2002 Denver Annual Meeting (October 27-30, 2002)

Paper No. 8
Presentation Time: 3:15 PM

EFFECT OF TEMPERATURE ON WATER-ROCK INTERACTIONS AROUND DRIFTS AT YUCCA MOUNTAIN, NEVADA


SPYCHER, N., SONNENTHAL, E.L. and APPS, J.A., Earth Sciences Division, Lawrence Berkeley National Lab, 1 Cyclotron Rd, Berkeley, CA 94720, nspycher@lbl.gov

The evolution of fluid chemistry and mineral alteration around a potential waste emplacement tunnel (drift) is evaluated using numerical modeling. The model considers the flow of water, gas, and heat, plus reactions between minerals, CO2 gas, and aqueous species, and porosity-permeability-capillary pressure coupling for a dual-permeability (fractures and matrix) medium. Two possible operating temperature modes are investigated: a high-temperature case, with temperatures exceeding the boiling point of water for several hundred years, and a low-temperature case, with temperatures remaining below boiling for the entire life of the repository. In both cases, possible seepage waters are characterized by dilute-to-moderate salinities and mildly alkaline pH values. These trends in fluid composition and mineral alteration are controlled by various coupled mechanisms. For example, upon heating and boiling, CO2 exsolution from pore waters raises pH and causes calcite precipitation.
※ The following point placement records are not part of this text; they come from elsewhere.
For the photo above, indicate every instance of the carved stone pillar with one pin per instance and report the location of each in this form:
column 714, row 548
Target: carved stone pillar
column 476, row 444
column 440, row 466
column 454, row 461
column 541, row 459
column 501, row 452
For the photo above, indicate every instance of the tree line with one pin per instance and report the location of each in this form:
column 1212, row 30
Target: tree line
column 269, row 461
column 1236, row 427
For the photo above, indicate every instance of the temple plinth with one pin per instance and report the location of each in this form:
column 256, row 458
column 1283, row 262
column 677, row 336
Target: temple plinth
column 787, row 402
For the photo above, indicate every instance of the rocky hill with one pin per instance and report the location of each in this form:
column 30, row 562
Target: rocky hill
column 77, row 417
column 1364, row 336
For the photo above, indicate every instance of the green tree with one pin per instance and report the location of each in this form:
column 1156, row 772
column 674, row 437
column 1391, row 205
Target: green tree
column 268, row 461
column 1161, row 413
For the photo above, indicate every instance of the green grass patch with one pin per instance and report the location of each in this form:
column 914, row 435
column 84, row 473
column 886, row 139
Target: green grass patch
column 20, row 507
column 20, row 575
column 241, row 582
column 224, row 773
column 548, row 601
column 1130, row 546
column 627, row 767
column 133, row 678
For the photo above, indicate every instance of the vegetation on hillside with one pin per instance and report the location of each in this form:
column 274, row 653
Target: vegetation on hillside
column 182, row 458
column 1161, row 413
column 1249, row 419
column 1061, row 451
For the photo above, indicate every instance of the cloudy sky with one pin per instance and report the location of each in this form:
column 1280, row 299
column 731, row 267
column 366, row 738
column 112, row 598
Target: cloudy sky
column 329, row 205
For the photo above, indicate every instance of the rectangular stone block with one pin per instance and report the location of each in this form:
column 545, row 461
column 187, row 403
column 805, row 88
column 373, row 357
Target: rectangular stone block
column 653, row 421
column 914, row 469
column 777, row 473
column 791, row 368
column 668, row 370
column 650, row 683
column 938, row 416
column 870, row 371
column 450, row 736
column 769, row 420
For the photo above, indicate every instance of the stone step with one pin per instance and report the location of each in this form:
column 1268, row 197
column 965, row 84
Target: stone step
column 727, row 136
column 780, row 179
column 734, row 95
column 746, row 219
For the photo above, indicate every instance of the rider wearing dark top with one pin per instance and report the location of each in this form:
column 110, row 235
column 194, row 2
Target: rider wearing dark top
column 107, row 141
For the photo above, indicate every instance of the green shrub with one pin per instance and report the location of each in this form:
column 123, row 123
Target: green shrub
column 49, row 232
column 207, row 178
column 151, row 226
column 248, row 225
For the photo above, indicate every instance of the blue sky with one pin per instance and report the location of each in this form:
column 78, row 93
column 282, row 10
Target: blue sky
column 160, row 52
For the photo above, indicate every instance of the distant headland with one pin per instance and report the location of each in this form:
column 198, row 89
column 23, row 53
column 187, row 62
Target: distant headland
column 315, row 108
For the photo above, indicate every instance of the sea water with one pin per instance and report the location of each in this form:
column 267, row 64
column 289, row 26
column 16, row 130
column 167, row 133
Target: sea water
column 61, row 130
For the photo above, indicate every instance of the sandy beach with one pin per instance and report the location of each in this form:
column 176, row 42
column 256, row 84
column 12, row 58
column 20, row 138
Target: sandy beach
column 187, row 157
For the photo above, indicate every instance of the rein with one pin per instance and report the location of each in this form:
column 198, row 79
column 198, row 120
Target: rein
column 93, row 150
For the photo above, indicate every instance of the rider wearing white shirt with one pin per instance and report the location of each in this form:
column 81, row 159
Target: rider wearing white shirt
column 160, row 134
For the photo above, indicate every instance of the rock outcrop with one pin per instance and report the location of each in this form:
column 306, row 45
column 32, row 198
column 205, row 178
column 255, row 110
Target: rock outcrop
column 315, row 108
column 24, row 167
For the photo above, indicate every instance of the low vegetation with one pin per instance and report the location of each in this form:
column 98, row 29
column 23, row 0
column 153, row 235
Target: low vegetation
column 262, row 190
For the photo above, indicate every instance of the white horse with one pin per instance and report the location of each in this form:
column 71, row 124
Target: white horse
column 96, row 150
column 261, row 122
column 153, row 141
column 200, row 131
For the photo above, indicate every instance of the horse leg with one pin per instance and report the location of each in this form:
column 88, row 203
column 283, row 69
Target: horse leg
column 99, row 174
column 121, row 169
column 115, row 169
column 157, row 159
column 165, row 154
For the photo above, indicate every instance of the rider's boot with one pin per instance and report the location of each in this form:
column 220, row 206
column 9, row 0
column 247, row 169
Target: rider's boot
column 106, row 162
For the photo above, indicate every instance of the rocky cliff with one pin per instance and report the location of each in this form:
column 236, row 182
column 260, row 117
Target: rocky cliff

In condensation zones, this CO2 redissolves, resulting in a decrease in pH that causes calcite dissolution and enhances feldspar alteration to clays. Heat also enhances dissolution of wall-rock minerals, leading to elevated silica concentrations. Amorphous silica precipitates through evaporative concentration caused by boiling in the high-temperature case, but does not precipitate in the low-temperature case. Some alteration of feldspars to clays and zeolites is predicted in the high-temperature case. In both cases, calcite precipitates when percolating waters are heated near the drift. The predicted porosity decrease around drifts in the high-temperature case (several percent of the fracture volume) is larger by at least one order of magnitude than in the low-temperature case. Although there are important differences between the two investigated temperature modes in the predicted evolution of fluid compositions and mineral alteration around drifts, these differences are small relative to the model uncertainty and the variability of water compositions at Yucca Mountain.